I received several messages from guys in their very early 20’s which is a bit too young for my taste. I had a man ask if he could be my slave. I swear there was nothing in my profile to solicit such an offer. I had another man message me asking what I was looking for, turns out he wanted ‘casual sex’ which is NOT something listed in my profile.

Finally I handed my phone to one of my closest friends and let her look at guys for me. She picked about four different men, all of whom I was ordered to contact. I looked through her choices and messaged all but one. This led me to “Failure to Launch.” I dubbed him that because he reminds me of the movie by that title, staring Sarah Jessica Parker and Matthew McConaughey.

FTL and I chatted for a week before going out on a date. Now there were some red flags up front. He worked at a doggy-daycare center. I knew that most likely that meant he was broke. I’m not looking for someone to take care of me I just want an equal partner. He still lives at home with his parents but in this day and age, that’s not something to judge a person by.

During our week of communication he had said a few things that gave me pause. One instance was when he pointed out to me what a caring guy he is. To me, if you have to tell someone your good qualities it means you’re probably lacking in said qualities… He also told me in the past three years he had been on a total of four dates. None of them went well because he said the women wanted sex on the first date and that is not his style.

Saturday night rolls around and I get to the agreed upon location promptly at 8pm. At five after, I text asking if he was there, despite the fact I didn’t see him. He responded with “almost, five more minutes.” While mildly annoying, shit happens.He arrives and as we head to our table, he says something about his mother having driven him to our date. In my head I am thinking, “I’m sorry, what?” I’m sure the look on my face was disgust as I asked him, “Does this mean I have to drive you home?” He assured me that was not the case, he would text his mother when it was time to get picked up.

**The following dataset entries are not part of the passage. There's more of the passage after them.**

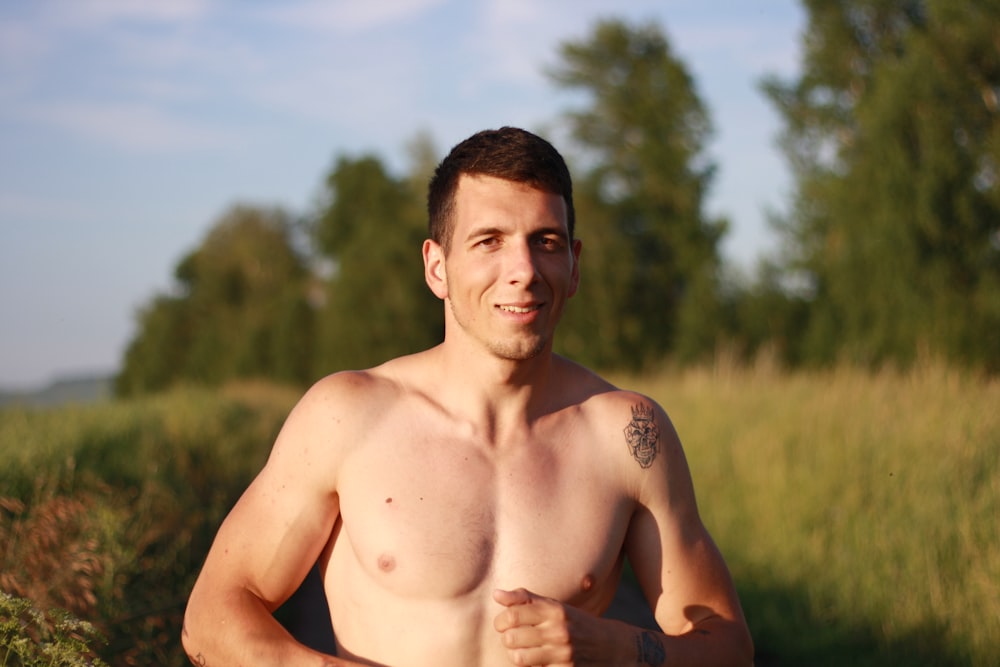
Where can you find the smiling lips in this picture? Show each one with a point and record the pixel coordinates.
(519, 309)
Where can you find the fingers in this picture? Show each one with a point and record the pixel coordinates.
(533, 629)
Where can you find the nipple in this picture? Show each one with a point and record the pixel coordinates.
(386, 563)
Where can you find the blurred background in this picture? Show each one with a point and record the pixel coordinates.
(130, 128)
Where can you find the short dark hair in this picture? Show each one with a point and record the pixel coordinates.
(509, 153)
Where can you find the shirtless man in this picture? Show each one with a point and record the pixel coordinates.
(473, 504)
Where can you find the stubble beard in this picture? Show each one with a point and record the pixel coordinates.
(519, 348)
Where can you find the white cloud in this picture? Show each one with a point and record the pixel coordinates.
(134, 127)
(348, 15)
(95, 13)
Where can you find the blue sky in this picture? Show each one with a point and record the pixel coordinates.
(127, 127)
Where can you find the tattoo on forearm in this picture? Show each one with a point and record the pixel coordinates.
(650, 649)
(642, 435)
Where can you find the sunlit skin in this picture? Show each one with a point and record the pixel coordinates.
(472, 505)
(510, 268)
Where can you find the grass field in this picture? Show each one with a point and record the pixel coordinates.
(859, 512)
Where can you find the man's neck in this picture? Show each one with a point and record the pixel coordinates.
(498, 397)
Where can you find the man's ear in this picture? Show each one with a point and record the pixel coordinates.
(434, 269)
(577, 247)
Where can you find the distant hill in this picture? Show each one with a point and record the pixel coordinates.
(84, 389)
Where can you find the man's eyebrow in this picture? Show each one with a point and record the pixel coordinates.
(483, 231)
(480, 232)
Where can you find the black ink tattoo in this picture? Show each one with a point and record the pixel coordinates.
(650, 649)
(642, 435)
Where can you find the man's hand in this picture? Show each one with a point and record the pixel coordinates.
(540, 631)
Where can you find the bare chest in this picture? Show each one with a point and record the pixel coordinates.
(439, 519)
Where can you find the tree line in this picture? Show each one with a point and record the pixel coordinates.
(890, 240)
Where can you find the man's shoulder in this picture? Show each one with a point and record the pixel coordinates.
(595, 393)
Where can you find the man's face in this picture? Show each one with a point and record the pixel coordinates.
(510, 268)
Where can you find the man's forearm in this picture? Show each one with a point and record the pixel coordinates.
(241, 630)
(713, 643)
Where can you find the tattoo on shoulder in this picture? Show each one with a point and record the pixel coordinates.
(643, 435)
(650, 649)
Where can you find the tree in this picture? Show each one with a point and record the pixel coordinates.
(893, 134)
(650, 253)
(239, 309)
(377, 304)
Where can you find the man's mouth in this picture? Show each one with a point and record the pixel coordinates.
(519, 309)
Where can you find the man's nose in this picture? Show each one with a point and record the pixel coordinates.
(522, 265)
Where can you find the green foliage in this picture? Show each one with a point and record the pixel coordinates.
(377, 303)
(240, 310)
(650, 254)
(108, 510)
(857, 511)
(893, 130)
(32, 638)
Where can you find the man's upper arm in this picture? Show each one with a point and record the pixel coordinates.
(279, 526)
(678, 566)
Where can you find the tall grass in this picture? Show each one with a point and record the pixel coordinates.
(860, 512)
(107, 511)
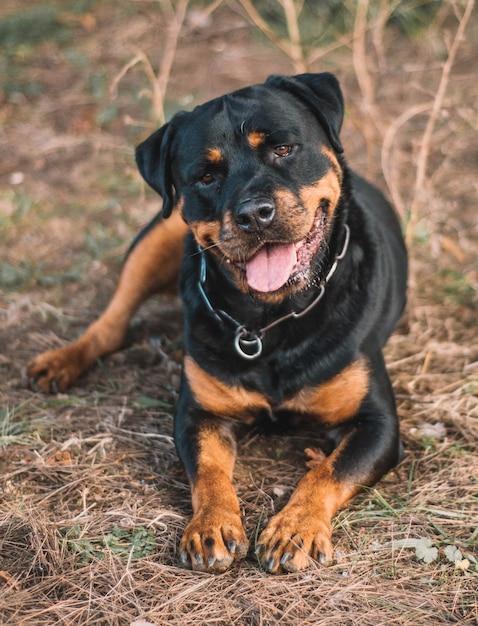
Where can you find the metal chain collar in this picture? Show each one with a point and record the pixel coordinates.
(247, 343)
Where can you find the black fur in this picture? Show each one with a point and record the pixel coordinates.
(362, 302)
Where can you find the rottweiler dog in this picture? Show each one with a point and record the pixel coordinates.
(293, 274)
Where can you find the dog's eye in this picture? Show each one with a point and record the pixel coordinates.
(282, 150)
(206, 179)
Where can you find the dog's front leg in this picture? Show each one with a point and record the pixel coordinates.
(215, 536)
(302, 530)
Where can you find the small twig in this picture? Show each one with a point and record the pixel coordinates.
(361, 62)
(296, 49)
(264, 27)
(424, 152)
(159, 82)
(390, 172)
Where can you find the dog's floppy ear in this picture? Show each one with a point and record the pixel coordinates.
(154, 163)
(322, 94)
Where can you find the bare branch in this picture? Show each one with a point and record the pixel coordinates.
(423, 155)
(296, 50)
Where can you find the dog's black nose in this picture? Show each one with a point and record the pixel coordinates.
(254, 215)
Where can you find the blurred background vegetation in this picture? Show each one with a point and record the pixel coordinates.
(83, 81)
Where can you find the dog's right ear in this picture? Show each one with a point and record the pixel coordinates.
(153, 158)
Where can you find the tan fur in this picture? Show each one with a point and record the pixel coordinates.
(217, 518)
(303, 528)
(152, 266)
(219, 398)
(214, 155)
(331, 156)
(335, 400)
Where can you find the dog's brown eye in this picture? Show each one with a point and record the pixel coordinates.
(324, 204)
(282, 150)
(207, 179)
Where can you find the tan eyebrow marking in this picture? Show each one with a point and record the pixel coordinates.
(256, 139)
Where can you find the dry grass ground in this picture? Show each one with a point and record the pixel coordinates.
(92, 497)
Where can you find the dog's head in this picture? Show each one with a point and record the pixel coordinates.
(255, 174)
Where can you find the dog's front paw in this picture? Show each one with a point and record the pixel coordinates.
(213, 539)
(292, 538)
(56, 370)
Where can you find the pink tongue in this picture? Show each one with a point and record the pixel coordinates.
(271, 267)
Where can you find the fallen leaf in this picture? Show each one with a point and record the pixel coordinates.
(432, 431)
(453, 554)
(425, 551)
(462, 565)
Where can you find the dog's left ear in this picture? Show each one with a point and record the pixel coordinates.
(153, 158)
(322, 94)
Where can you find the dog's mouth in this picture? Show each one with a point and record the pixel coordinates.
(277, 264)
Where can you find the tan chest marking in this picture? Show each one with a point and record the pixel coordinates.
(336, 400)
(221, 399)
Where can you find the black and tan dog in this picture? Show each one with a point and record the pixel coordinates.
(293, 275)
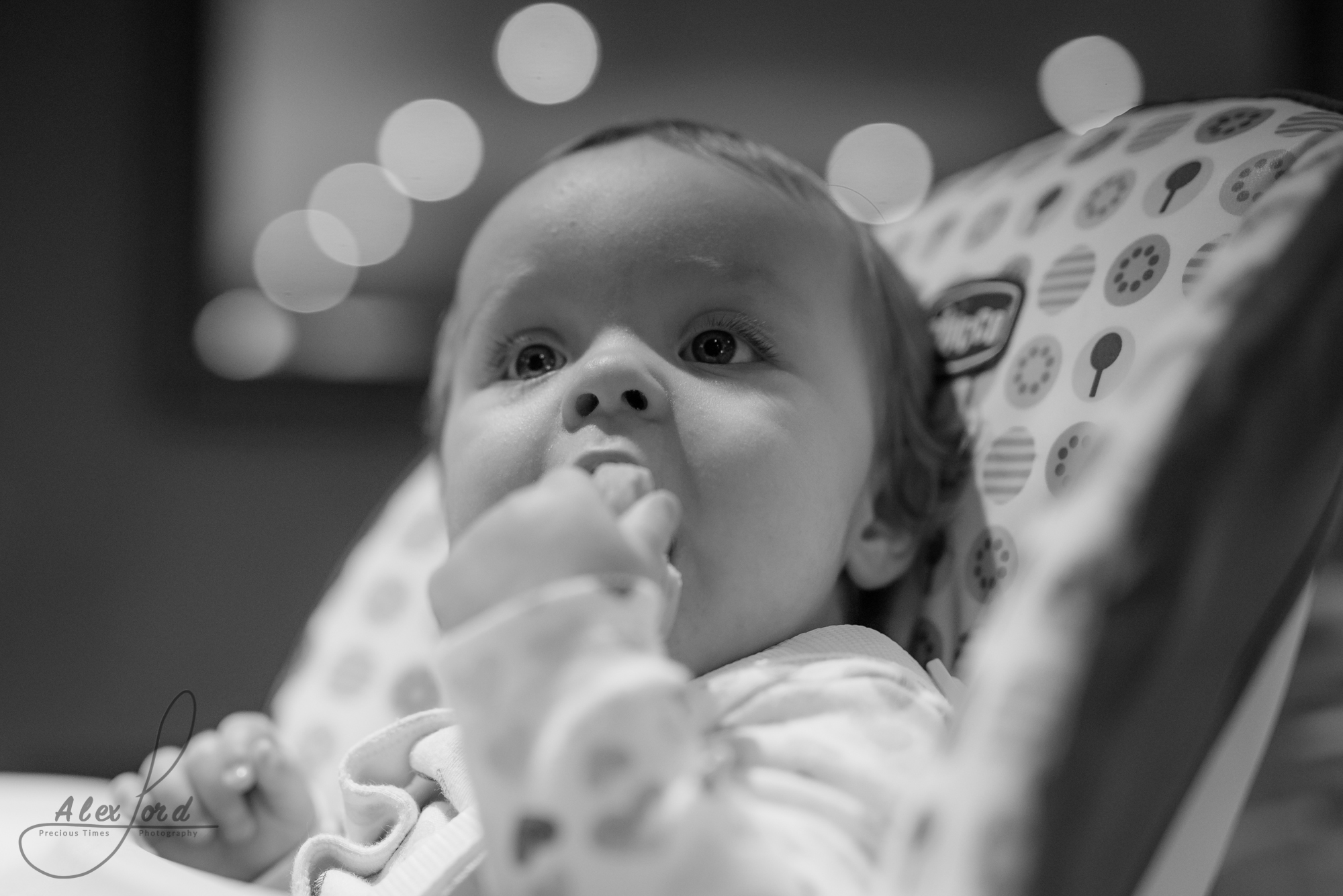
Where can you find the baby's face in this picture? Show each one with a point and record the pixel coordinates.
(639, 303)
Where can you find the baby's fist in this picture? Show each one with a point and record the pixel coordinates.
(559, 528)
(241, 780)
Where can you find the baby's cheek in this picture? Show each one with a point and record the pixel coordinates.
(488, 454)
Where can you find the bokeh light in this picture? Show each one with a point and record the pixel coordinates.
(293, 271)
(880, 173)
(547, 52)
(374, 211)
(1090, 81)
(242, 336)
(433, 148)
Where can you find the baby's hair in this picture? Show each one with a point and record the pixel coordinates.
(918, 420)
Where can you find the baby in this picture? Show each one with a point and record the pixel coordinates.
(690, 317)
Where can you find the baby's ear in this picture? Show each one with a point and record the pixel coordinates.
(880, 549)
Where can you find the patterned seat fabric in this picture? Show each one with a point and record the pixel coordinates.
(1110, 234)
(1106, 235)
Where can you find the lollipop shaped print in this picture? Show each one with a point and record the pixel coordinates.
(1103, 364)
(1174, 188)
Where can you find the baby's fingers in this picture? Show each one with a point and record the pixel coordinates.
(652, 522)
(212, 766)
(284, 787)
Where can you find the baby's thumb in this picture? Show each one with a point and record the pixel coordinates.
(652, 522)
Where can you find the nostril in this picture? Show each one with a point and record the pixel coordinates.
(586, 404)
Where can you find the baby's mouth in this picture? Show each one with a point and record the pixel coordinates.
(621, 485)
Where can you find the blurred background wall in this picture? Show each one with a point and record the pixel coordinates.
(165, 529)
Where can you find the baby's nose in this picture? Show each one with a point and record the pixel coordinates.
(614, 384)
(588, 403)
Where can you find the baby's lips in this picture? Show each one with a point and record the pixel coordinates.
(621, 485)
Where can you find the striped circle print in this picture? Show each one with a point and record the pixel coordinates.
(1311, 121)
(1199, 263)
(1158, 130)
(1008, 466)
(1067, 279)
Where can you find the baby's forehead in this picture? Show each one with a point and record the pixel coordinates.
(645, 209)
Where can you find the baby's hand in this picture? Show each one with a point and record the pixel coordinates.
(237, 777)
(558, 528)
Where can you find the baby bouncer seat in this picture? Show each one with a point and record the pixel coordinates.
(1142, 323)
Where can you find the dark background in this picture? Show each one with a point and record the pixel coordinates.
(163, 530)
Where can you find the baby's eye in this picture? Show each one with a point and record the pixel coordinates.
(535, 360)
(721, 346)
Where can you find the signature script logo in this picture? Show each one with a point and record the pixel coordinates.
(150, 820)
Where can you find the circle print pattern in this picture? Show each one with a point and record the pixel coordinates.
(1103, 364)
(1158, 130)
(386, 600)
(1098, 145)
(414, 691)
(1199, 263)
(1176, 187)
(1035, 370)
(1230, 122)
(986, 224)
(1044, 209)
(1008, 466)
(1311, 121)
(1067, 279)
(939, 235)
(351, 673)
(1252, 177)
(1106, 197)
(992, 562)
(1138, 270)
(1070, 456)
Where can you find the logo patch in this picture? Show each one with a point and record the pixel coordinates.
(972, 323)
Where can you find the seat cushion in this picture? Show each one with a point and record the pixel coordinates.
(1109, 235)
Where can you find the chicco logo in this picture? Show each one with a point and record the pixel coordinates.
(972, 323)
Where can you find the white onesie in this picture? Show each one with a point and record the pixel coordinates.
(580, 760)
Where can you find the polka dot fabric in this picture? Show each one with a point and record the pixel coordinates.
(1109, 234)
(365, 659)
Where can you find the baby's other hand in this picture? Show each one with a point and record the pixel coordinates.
(555, 529)
(237, 777)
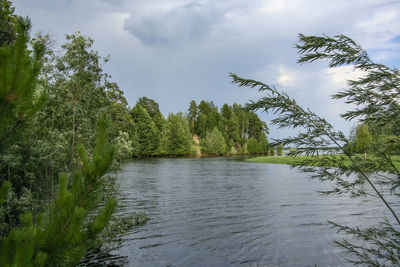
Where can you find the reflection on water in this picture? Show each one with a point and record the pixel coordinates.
(221, 212)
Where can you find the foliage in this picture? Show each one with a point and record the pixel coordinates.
(145, 132)
(18, 77)
(363, 138)
(213, 143)
(62, 233)
(178, 139)
(237, 125)
(8, 27)
(376, 96)
(279, 150)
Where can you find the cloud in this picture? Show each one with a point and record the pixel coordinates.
(178, 25)
(178, 50)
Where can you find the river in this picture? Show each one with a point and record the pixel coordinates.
(223, 212)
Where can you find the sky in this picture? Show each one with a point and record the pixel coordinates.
(175, 51)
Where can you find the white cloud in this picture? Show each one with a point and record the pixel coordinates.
(175, 26)
(287, 77)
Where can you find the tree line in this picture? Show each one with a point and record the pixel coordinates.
(230, 130)
(64, 124)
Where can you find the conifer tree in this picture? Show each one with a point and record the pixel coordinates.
(376, 97)
(61, 234)
(214, 143)
(178, 137)
(145, 132)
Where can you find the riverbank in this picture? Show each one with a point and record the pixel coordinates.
(297, 160)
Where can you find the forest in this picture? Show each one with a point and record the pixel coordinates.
(66, 128)
(64, 124)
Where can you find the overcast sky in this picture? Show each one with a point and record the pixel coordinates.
(174, 51)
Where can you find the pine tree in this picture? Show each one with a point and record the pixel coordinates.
(377, 100)
(363, 139)
(146, 133)
(214, 143)
(178, 137)
(61, 234)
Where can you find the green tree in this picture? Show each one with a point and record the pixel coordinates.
(376, 98)
(253, 146)
(178, 139)
(8, 23)
(214, 143)
(145, 132)
(279, 150)
(363, 139)
(192, 112)
(62, 234)
(153, 110)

I felt I had gone back in time twenty years, meeting a boy at the roller rink. What self respecting male lets their mommy drive them to a date at the age of 34?

As the date continues (only because I didn’t have the balls to tell him have his mom come right back and get him), he tells me about helping to support his sister that goes to college out of state. He walks to work, unless he takes too much stuff, then his mother drives him. When it was time for the bill I had the waitress split it, paid my portion, and left. As if he didn’t have enough strikes against him, in person, he eerily resembled my uncle.

I was just about to delete my profile when a new guy messaged me and he used complete words and sentences! It was such an exciting prospect I thought I’d give him a chance. We messaged for a few days but there were too many red flags. I had to cut him loose. If I had to pick a nickname for him, I’d say, “The Asshole.” He was estranged from his entire family. He told me his dad died but he didn’t care, he was a terrible person and they hadn’t talked in years. His mother was alive but she was a terrible person and he didn’t talk to her. He had two sisters, one was a psycho and the other owed him a ton of money. He had broken up with his baby mama 6 months ago, and she was psycho. Granted, all of those people could be terrible, horrible, awful people but… If everyone in your life is an asshole… Well… Maybe it’s not them, maybe its you? After he confessed that he spoils the shit out of his daughter and she will be hell when she is a teenager, I couldn’t take anymore. Bonus? He offered to accompany me to a doctor’s appointment for our first date… How romantic!

I have since deleted my profile and decided that as naive as it may be, I want to meet someone organically. At this point I just need to focus on creating the best life I can. Focus on school and health and spending my time with the ones I love. I don’t have the energy for anymore weirdos from online dating right now. Being single is definitely underrated.